Ethanol Bailout
This article is from the archive of The New York Sun before the launch of its new website in 2022. The Sun has neither altered nor updated such articles but will seek to correct any errors, mis-categorizations or other problems introduced during transfer.

By all accounts, the ethanol industry is overheated, and the bubble is poised to burst. But rather than let the market correct itself, the industry is seeking a bailout from the firm of Obama, Harkin, Dorgan, Lugar & Biden. The senators have introduced a bill that would double the amount of renewable fuel that the federal government requires petroleum companies to mix with gasoline. They are rushing the bill out for an industry that, according to a trade group, the Renewable Fuels Association, has at least 65 new ethanol distilleries under construction at the moment and will soon be producing more than 11 billion gallons of ethanol a year.
This glut is pushing prices down on the supply side, while high prices on corn — the main commodity needed for ethanol production — are pinching the industry’s bottom line. So the only thing that could prevent an ethanol slump is an instant and unlikely surge in demand. No one in his or her right mind would ordinarily mix that much ethanol with gasoline. So Messrs. Obama, Harkin, Dorgan, Lugar & Biden are trying to get the Congress to wave its magic wand.
The Biofuels Security Act of 2007 would enlarge the artificial market for ethanol by, among other provisions, raising the Renewable Fuel Standard that mandates how much ethanol oil refineries must mix in with their fuel product every year. That’s good for the industry, but doesn’t make much sense for the rest of us.
Ethanol is already one of the most coddled and protected industries in America. Before even pulling into the filling station American taxpayers have already paid between $1.04 and $1.45 in government subsidies for each gallon of ethanol, according to a report from the Global Subsidies Initiative. That adds up to an annual total of about $6 billion.

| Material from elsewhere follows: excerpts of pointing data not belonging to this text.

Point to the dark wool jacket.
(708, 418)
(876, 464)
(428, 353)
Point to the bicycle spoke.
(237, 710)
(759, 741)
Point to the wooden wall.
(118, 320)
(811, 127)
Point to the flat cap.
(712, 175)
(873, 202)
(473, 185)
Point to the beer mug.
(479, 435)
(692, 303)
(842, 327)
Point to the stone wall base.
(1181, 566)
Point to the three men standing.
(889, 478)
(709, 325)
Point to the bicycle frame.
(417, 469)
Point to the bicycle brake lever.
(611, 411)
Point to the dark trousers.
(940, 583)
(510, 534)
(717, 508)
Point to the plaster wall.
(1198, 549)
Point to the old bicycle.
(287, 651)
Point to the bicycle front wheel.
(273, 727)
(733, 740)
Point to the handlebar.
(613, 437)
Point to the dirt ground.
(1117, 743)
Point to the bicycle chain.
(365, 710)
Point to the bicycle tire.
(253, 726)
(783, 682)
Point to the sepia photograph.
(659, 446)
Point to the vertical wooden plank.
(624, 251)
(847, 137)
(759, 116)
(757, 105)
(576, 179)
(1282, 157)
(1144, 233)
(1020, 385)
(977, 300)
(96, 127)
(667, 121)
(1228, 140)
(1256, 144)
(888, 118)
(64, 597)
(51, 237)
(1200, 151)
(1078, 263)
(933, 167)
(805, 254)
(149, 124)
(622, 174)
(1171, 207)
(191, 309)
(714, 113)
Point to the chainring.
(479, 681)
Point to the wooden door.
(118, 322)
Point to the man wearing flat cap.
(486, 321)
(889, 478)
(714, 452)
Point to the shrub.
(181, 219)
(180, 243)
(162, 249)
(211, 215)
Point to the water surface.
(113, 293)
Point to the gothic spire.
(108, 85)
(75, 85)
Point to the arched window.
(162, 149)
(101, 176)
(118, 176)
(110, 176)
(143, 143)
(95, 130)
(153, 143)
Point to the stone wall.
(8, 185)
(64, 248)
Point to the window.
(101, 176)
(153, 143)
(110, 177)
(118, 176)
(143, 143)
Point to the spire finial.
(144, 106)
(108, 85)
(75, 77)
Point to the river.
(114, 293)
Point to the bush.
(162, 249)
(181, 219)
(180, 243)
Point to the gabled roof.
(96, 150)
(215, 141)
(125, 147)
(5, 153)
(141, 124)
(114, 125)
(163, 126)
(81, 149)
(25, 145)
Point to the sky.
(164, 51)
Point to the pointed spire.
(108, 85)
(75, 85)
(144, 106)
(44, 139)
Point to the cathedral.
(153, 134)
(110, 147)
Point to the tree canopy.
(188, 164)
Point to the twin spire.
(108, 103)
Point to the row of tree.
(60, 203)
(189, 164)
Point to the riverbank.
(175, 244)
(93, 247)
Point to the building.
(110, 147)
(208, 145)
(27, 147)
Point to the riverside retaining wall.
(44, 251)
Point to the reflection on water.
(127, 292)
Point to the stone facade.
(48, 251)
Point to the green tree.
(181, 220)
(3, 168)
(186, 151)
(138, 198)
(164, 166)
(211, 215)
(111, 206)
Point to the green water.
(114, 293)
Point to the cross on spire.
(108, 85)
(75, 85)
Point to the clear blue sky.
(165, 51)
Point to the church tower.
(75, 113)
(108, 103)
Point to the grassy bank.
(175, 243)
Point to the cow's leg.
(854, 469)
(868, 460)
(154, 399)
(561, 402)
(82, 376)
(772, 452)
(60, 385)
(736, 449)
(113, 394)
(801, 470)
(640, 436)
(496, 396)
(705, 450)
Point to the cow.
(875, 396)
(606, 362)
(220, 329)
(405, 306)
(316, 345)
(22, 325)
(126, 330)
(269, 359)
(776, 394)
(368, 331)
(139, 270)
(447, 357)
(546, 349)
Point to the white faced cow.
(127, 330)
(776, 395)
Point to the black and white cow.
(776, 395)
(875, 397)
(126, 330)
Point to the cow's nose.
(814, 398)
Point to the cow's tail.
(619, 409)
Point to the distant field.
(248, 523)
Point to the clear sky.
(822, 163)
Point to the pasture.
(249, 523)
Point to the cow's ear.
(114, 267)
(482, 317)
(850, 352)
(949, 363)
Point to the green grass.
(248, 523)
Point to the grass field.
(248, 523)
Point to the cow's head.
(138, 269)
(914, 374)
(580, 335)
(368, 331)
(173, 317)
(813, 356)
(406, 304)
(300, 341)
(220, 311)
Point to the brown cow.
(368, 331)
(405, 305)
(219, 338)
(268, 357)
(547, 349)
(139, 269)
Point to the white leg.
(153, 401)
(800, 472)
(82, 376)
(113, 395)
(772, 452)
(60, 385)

Proponents of these measures insist that the goal is to get the fledgling industry on its feet. But it has been almost 30 years since the government started propping up the ethanol industry, and the prop has become a crutch. Now ethanol advocates are trying to put it over that climate change ought to be a consideration, even though corn’s status as a “green” fuel is, according to skeptics on both ends of the political spectrum, dubious at best. So much politically popular pork is just too hard for Congress to pass up.